Insulin action on whole-body glucose uptake (M-value) and heart rate variability were measured in 21 normal men. The subjects were divided into 2 groups [normally insulin sensitive (IS, 8.0 ± 0.4 mg/kg·min) and less insulin sensitive (IR, 5.1 ± 0.3 mg/kg·min)] based on their median M-value (6.2 mg/kg·min). Spectral power analysis of heart rate variability was performed in the basal state and every 30 min during the insulin infusion.

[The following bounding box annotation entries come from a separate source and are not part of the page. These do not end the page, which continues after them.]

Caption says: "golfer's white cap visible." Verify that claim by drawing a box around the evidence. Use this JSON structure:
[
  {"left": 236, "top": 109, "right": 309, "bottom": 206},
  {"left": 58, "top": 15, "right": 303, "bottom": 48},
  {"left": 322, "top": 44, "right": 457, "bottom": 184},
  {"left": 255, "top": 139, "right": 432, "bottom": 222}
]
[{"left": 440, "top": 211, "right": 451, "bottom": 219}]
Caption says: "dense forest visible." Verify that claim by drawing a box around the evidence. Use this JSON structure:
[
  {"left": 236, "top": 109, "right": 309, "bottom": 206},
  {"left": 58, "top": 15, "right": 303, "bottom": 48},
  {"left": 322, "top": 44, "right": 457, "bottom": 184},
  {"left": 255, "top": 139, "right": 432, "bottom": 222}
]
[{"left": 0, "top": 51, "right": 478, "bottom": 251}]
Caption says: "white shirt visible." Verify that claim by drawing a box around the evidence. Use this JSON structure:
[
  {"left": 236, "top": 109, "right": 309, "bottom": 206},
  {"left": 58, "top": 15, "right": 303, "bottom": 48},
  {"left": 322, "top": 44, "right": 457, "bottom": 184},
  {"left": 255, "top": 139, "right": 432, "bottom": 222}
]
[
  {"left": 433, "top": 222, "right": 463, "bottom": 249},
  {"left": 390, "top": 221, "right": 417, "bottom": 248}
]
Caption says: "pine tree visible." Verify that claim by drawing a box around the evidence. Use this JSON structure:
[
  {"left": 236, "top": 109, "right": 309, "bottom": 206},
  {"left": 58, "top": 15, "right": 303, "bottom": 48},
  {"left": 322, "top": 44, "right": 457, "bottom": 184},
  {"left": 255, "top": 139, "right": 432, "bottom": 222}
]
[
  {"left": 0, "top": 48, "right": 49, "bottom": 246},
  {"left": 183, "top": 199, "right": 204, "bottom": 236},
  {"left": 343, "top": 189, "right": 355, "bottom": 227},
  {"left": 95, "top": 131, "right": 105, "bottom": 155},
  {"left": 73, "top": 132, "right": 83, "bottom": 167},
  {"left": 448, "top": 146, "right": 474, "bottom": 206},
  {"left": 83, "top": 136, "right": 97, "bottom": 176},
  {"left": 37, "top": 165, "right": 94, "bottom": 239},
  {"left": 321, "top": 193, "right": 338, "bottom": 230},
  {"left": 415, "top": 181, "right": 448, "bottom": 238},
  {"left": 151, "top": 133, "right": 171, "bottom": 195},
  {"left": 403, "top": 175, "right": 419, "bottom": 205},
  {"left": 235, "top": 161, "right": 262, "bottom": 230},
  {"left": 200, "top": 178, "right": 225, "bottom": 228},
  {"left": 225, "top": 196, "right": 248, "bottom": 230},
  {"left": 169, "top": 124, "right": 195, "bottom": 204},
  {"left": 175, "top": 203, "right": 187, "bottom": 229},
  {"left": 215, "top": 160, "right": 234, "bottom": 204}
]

The IS and IR groups were comparable, with respect to age (27 ± 2 vs. 26 ± 2 yr), body mass index (22 ± 1 vs. 23 ± 1 kg/m2), body fat (13 ± 1 vs. 13 ± 1%), systolic (121 ± 16 vs. 117 ± 14 mm Hg) and diastolic (74 ± 11 vs. 73 ± 11 mm Hg) blood pressures, and fasting plasma glucose (5.4 ± 0.1 vs. 5.5 ± 0.1 mmol/L) concentrations. Fasting plasma insulin was significantly higher in the IR (30 ± 4 pmol/L) than in the IS (17 ± 3 pmol/L, P < 0.05) group. In the IS group, insulin significantly increased the normalized low-frequency (LFn) component, a measure of predominantly sympathetic nervous system activity, from 36 ± 5 to 48 ± 4 normalized units (nu; 0 vs. 30120 min, P < 0.001); whereas the normalized high-frequency (HFn) component, a measure of vagal control of HRV, decreased from 66 ± 9 to 48 ± 5 nu (P < 0.001). No changes were observed in either the normalized LF component [35 ± 5 vs. 36 ± 2 nu, not significant (NS)] or the normalized HF component (52 ± 6 vs. 51 ± 4 nu, NS) in the IR group. The ratio LF/HF, a measure of sympathovagal balance, increased significantly in the IS group (0.92 ± 0.04 vs. 1.01 ± 0.04, P < 0.01) but remained unchanged in the IR group (0.91 ± 0.04 vs. 0.92 ± 0.03, NS). Heart rate and systolic and diastolic blood pressures remained unchanged during the insulin infusion in both groups.
We conclude that insulin acutely shifts sympathovagal control of HRV toward sympathetic dominance in insulin-sensitive, but not in resistant, subjects. These data suggest that sympathetic overactivity is not a consequence of hyperinsulinemia.